Incertos os locais e os tempos em que viveram. Os tempos: mais de três mil anos atrás. [...] A área: o norte do subcontinente indiano, mas sem fronteiras precisas. Não deixaram objetos nem imagens. Deixaram somente palavras. Versos e fórmulas que marcavam rituais. Meticulosos tratados que descreviam e explicavam esses mesmos rituais. [1]
O Rigveda é um dos textos mais antigos da humanidade. Escrito em sânscrito, a ancestral língua sagrada dos hindus, ele detalha em minúcias os rituais e sacrifícios endereçados aos seus deuses primordiais, ou devas. Agni, deva do fogo, era tão importante que é o seu nome que inaugura a primeira linha do Rigveda. Depois dele, vieram muitos, muitos outros: Indra, Mitra, Varuna, Krishna, Shiva, Ganesha, a lista chegaria literalmente aos milhares.
Hoje o sânscrito é considerado uma língua morta, isto é, sem falantes nativos. Entretanto ele faz parte do conjunto de línguas oficiais da Índia, pois é até hoje extensivamente utilizado nos rituais religiosos, incluindo o canto de mantras.
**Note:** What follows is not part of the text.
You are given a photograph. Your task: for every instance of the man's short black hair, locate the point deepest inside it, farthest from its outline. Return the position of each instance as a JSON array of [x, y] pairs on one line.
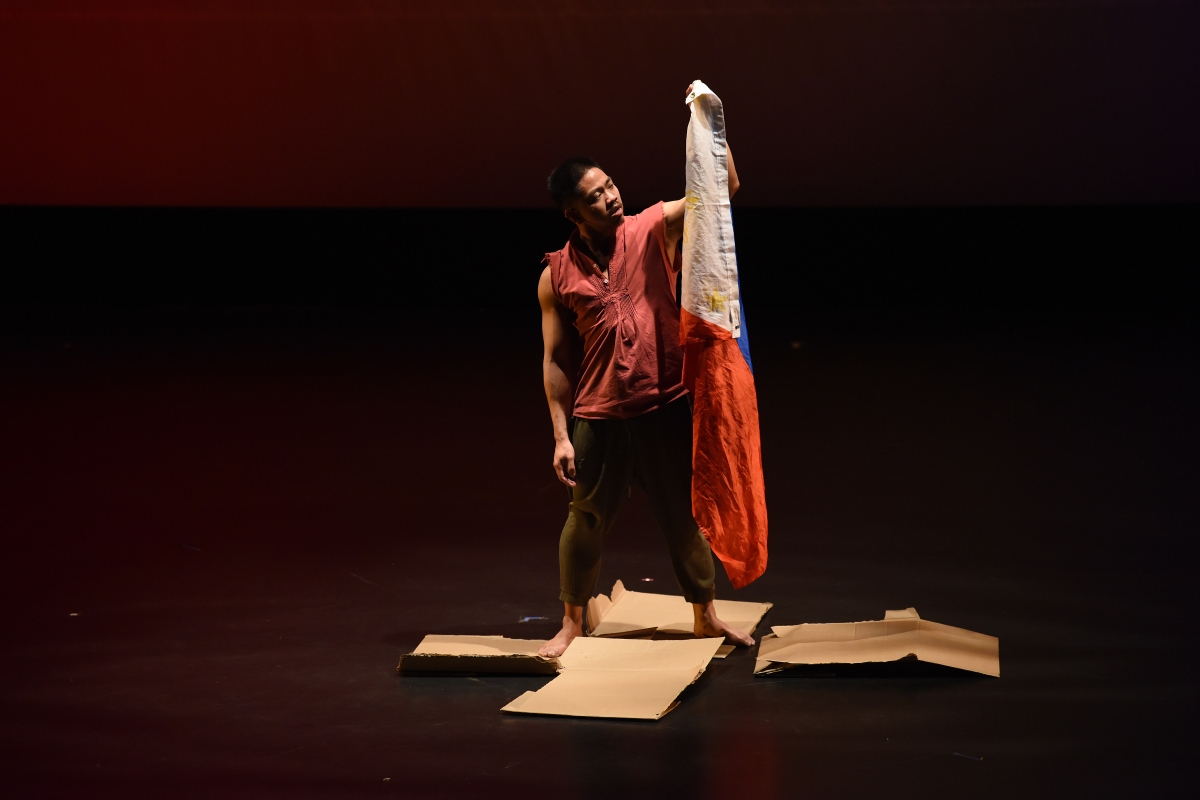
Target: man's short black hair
[[564, 181]]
Mas, se hoje o sânscrito está longe de estar morto de fato, há milhares de anos ele serviu com base para a escrita de tantos documentos que pesquisadores estimam que há mais escritos antigos em sânscrito do que em latim e em grego antigo, somados.
Ao longo dos Vedas, os textos sagrados hindus, do qual o Rigveda foi o primeiro, os deuses são chamados de devas desde sempre. A palavra sânscrita deriva da raiz div, que significa “resplandecente, fonte de luz, luminoso”, e cujo uso como adjetivo remonta a algo “celeste, divino”. De vez em quando, os Vedas mais antigos associavam os devas a um outro nome, asura. Como veremos, este termo sânscrito foi consideravelmente ressignificado ao longo dos séculos, mas lá no início ele parecia se referir a uma qualidade: “poderoso”. Portanto, inicialmente muitos devas tinham a qualidade asura, e até mesmo alguns reis védicos eram associados ao termo.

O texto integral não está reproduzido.